Last year, I grew my currant tomatoes in pots in the greenhouse, and they seeded generously. They are a true “gene-pool” variety. Technically classified as wild, they are very tiny, and used by breeder to cross with other varieties to produce hybrids, such as cherry tomatoes.
Keep in mind, though some growers only want “open-pollinated” varieties, in other words, breeds that have not been crossed or tampered with, there is absolutely nothing wrong with hybrids. They are simply varieties that have been crossed with other varieties to accentuate certain traits. They are not damaging to the ecosystem and are absolutely NOT the same as genetically modified seeds, where animal and plant genes are mixed, and God knows what else these criminals are doing.
The tomatoes I expected to come back, but I also grew my pineapple tomatillos in the greenhouse last year, and this year I got so many volunteers I did not even replant. (See photo above.) In fact, they already have fruits, which is very early indeed. One thing you have to be aware of is that nightshades have very toxic family members, so be careful to make sure that what has been created is not a cross with, say, deadly nightshade. So far, my tomatillos look normal, but until I see the actual fruit mature, I won’t be certain they are edible.
What was so unusual this year, however, were three flowers that I never would have expected to reseed: celosias, portulacas, and petunias. I have gobs of them, and they are in full bloom. The portulacas I grew last year were not hybrids, and they occasionally do reseed under good conditions. But the petunias and celosias were hybrids, so their flowers are not the same as in their hybrid form, and will probably produce sterile seeds this year, which is typical with hybrids. Or else they revert to a really basic, almost wild form. In any case, I have much earlier flowers this year without the work or cost of seed, and they are lovely, so I am glad I saved them.
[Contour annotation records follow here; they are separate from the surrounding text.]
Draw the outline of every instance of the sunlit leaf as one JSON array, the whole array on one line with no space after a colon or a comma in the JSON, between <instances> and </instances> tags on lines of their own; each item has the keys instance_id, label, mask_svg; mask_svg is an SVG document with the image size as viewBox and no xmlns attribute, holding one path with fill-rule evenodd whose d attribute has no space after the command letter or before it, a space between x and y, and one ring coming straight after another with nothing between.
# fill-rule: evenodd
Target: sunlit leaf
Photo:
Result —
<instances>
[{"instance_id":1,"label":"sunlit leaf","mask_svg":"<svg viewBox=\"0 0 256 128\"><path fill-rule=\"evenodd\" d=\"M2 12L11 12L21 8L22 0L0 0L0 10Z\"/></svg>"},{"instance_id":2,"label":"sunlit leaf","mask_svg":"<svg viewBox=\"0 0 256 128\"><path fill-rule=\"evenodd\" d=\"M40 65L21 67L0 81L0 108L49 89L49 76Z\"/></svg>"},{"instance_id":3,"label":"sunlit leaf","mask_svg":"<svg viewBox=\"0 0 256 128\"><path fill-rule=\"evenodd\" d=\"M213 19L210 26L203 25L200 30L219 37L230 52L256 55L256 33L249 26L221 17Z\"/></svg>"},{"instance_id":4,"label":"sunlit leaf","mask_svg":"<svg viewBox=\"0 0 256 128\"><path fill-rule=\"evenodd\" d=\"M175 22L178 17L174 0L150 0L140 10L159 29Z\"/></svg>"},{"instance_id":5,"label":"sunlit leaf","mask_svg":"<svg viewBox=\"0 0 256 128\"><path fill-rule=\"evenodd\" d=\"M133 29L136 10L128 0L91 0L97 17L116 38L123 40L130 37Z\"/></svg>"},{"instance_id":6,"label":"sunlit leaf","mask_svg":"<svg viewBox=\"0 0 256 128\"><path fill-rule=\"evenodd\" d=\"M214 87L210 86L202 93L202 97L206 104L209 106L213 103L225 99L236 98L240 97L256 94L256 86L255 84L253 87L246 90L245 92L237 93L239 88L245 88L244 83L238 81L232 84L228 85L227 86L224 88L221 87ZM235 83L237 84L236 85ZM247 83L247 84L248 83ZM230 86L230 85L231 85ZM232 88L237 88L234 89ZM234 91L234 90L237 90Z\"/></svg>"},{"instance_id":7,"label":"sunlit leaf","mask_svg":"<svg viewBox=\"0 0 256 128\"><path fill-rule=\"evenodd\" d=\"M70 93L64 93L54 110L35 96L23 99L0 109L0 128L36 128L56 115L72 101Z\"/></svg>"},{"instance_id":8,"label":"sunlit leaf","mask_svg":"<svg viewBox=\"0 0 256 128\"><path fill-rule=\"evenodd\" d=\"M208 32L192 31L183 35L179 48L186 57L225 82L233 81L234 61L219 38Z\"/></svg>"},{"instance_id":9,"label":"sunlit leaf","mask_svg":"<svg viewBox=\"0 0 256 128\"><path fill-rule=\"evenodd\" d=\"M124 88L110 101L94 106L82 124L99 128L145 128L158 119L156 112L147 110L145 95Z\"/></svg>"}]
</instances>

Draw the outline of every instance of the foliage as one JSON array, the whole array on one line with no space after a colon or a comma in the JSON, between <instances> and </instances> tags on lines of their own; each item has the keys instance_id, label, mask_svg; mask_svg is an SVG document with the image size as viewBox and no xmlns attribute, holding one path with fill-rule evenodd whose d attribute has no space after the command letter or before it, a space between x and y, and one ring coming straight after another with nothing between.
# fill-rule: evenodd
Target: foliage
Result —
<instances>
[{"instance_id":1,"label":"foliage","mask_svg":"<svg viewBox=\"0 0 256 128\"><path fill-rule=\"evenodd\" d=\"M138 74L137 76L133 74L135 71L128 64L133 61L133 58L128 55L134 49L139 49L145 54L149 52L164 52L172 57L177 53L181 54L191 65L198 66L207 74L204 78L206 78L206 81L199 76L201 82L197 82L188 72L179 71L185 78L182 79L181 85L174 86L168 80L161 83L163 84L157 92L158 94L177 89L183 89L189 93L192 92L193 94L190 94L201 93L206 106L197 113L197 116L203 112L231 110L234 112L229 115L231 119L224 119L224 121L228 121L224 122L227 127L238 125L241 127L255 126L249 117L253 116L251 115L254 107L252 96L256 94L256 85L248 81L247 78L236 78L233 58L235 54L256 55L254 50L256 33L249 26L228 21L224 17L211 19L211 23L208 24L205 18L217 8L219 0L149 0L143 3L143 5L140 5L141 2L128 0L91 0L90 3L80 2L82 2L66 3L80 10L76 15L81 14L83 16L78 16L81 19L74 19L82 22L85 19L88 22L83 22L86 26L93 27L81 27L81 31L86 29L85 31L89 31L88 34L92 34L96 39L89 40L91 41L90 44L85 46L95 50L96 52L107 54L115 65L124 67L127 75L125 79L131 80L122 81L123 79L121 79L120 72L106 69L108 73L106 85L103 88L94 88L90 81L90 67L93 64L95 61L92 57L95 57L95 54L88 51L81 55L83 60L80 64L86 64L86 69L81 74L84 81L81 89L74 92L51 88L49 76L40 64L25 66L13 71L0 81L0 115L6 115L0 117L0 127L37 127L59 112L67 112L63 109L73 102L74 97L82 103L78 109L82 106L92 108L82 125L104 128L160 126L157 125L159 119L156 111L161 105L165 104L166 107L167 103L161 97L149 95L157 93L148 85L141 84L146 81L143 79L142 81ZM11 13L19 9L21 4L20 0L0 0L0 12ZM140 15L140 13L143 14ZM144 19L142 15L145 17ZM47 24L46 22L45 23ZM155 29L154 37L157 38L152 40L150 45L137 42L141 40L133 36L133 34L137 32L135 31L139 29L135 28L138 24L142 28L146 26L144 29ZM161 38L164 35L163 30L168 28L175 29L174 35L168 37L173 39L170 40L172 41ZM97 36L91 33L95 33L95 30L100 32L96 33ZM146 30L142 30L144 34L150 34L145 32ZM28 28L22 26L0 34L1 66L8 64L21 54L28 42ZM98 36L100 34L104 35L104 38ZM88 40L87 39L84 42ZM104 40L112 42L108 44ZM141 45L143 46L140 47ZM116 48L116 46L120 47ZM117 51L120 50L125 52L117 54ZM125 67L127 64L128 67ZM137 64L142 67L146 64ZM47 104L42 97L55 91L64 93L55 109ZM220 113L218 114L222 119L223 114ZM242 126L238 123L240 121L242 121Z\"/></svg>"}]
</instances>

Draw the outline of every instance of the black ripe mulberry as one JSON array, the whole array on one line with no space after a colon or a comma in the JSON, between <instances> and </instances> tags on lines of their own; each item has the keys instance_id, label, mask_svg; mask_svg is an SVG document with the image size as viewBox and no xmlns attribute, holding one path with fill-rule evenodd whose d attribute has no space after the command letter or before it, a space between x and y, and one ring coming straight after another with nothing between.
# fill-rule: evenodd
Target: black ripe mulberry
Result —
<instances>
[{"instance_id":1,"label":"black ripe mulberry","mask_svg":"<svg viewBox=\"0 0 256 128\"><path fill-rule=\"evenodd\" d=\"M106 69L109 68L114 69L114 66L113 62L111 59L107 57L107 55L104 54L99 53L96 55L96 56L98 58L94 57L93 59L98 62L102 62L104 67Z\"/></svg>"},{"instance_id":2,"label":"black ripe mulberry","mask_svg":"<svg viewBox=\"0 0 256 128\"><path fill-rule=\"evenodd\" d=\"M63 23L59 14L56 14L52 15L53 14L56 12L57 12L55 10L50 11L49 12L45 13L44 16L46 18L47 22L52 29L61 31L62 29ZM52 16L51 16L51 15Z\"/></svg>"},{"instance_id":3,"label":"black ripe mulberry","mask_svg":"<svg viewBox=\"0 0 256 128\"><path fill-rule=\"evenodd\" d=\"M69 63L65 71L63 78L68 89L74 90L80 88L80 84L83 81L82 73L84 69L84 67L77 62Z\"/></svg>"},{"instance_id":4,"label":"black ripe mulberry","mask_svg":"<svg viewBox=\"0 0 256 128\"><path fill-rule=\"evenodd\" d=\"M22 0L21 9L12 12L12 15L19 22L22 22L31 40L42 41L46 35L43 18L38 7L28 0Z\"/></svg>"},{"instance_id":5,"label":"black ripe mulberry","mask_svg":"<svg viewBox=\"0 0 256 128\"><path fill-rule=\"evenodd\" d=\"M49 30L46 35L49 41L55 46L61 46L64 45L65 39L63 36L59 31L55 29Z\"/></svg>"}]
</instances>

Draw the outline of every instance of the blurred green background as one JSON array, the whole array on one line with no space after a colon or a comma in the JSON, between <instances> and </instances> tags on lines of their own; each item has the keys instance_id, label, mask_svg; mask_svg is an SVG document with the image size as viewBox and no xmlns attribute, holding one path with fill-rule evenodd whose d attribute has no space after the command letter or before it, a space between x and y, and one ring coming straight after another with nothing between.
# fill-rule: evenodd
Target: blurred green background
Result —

I guess the last point I have to make that has me more than mildly concerned is availability of future seeds. For the past several seasons, varieties that I have grown for years are becoming less and less available. I always grow purple cauliflower—Violet Queen—which was not to be found this year. It has been several years since Rosalind purple broccoli has been available, and this year pearl cucumbers—probably the most tasty and productive (white) cucumber on the planet seem to have disappeared. I find these trends disturbing, which is another reason I have started to save the volunteers. If the situation gets much worse on this planet, saving our own seeds may be the only means for us to escape starvation.
In the first photo you see some volunteer red mustard. Next are pots of petunias, celosias, a tomato, and a very lanky tomatillo. In the third photo is a wealth of portulacas. Below are currant tomatoes, considered wild (their leaves are quite distinctive), and a true gene-pool variety, along with a stray collard green.